Chautauqua County legislators took a necessary first step last week by creating a voluntary furlough program for 139 county employees.

The move dovetails with the availability through July 31 of federal CARES Act unemployment benefits and employees will keep their county health insurance. This round of furloughs could save about $4 million, a 6% reduction in the county budget’s local share spending.

As we said, it’s a good and necessary first step.

The problem, as was so well framed by Legislator Chuck Nazzaro, D-Jamestown, is that sales tax revenues are projected to decrease at least $4.1 million, or 10%, from what was budgeted at the start of the year and Nazzaro sees that 10% number as a low estimate. County Executive PJ Wendel has asked department heads to find 15% to 20% cuts to their local share budgets.

“We will have more (budget cutting) resolutions coming before us,” Nazzaro said.

Nazzaro has long been a respected voice when it comes to county finances, so we hope his fellow legislators and county residents are paying attention to Nazzaro’s words. The gradual reopening of the county economy won’t erase the county’s sales tax losses, but it won’t be known for a bit yet just how bad the damage is. Left unsaid, though, is the realization that each round of cuts or furloughs will get increasingly difficult. Eventually, there is no fat left to cut — and cuts into the meat of county programs will leave county residents screaming about changes to programs they rely on each day.

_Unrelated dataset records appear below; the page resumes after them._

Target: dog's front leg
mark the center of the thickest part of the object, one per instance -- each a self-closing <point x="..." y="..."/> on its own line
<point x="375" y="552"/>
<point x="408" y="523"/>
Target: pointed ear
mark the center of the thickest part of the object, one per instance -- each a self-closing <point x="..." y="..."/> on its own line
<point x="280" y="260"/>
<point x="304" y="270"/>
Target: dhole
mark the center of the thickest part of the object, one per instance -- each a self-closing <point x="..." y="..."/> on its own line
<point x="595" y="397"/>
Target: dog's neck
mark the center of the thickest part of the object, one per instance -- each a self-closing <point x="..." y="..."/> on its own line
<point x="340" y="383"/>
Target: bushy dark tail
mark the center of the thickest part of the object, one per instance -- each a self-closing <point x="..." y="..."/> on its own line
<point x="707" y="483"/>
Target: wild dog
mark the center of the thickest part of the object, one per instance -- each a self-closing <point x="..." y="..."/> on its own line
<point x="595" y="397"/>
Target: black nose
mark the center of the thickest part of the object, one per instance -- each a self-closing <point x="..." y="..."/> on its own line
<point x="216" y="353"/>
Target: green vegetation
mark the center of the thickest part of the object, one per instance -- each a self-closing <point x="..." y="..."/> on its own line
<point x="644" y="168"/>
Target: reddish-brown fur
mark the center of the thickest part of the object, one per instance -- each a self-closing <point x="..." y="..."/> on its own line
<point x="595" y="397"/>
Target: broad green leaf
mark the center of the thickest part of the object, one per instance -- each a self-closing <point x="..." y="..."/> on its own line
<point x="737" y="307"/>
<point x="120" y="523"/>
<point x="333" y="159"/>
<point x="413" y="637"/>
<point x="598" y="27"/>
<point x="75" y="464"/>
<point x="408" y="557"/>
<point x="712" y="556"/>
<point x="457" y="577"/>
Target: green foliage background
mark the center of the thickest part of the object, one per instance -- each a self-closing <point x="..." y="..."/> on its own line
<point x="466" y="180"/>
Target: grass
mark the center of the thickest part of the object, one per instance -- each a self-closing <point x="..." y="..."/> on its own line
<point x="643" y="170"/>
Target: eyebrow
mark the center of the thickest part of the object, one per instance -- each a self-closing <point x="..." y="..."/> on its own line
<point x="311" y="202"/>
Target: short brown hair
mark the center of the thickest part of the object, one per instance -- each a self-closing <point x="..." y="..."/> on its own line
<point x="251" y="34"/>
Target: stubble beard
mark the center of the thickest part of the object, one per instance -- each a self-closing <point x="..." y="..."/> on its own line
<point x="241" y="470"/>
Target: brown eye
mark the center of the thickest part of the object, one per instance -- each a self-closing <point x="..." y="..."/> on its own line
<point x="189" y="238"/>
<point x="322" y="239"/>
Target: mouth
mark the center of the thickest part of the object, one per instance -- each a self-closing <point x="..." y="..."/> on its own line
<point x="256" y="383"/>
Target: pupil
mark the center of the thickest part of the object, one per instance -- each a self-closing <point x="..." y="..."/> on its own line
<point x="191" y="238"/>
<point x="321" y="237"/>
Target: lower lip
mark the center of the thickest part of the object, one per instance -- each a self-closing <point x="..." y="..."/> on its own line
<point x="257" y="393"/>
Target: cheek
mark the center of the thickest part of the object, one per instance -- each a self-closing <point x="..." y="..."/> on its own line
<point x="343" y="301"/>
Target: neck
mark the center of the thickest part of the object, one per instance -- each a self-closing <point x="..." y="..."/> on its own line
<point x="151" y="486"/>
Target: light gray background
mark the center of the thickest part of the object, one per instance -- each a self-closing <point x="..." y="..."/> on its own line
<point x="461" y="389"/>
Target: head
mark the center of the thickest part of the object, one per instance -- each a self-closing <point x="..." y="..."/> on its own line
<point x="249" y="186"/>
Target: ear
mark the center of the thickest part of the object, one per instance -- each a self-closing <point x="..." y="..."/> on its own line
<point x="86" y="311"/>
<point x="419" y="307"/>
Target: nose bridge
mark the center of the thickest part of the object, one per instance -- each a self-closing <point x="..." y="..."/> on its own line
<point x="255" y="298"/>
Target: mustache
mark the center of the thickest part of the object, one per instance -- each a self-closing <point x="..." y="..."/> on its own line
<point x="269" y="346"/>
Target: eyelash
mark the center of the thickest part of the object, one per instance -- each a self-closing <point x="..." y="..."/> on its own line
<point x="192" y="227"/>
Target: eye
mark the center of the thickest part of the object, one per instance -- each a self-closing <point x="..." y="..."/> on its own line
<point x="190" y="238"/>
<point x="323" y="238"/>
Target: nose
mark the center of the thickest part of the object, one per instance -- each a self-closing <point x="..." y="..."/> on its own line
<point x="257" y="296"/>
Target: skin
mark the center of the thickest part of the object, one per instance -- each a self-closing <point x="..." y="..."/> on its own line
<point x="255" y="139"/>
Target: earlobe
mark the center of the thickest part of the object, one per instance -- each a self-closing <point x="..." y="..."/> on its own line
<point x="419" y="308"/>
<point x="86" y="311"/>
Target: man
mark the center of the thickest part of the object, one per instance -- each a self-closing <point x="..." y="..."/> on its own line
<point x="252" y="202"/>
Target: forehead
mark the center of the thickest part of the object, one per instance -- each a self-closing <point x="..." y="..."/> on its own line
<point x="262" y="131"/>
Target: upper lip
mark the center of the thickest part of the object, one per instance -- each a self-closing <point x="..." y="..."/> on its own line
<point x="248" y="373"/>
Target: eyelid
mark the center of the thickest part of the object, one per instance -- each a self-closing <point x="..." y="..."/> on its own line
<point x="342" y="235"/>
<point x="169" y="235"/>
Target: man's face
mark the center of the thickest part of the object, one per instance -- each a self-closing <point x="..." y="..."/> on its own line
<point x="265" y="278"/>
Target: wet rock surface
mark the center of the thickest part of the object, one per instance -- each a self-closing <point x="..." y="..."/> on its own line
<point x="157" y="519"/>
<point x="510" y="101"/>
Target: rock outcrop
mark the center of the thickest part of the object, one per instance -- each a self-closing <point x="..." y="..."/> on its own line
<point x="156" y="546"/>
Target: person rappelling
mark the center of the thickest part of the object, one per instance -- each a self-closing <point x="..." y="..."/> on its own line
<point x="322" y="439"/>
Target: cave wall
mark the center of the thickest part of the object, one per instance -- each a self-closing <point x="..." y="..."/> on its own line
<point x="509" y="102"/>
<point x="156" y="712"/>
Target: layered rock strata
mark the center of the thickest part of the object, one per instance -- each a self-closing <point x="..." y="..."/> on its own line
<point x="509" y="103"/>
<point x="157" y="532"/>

We hope county legislators don’t take the route being taken by Gov. Andrew Cuomo, who has pushed back detailed information on cuts to schools and other local programs while hoping for additional federal aid. That approach assumes additional federal aid is coming, a notion that shouldn’t be assumed as fact given the state of politics in Washington, D.C. A preferable approach is to control locally what can be controlled so that we aren’t relying on the federal government to balance our budget — or at least so that we are lessening our reliance on state and federal aid.

Cuts to the budget will be painful, but they are also necessary.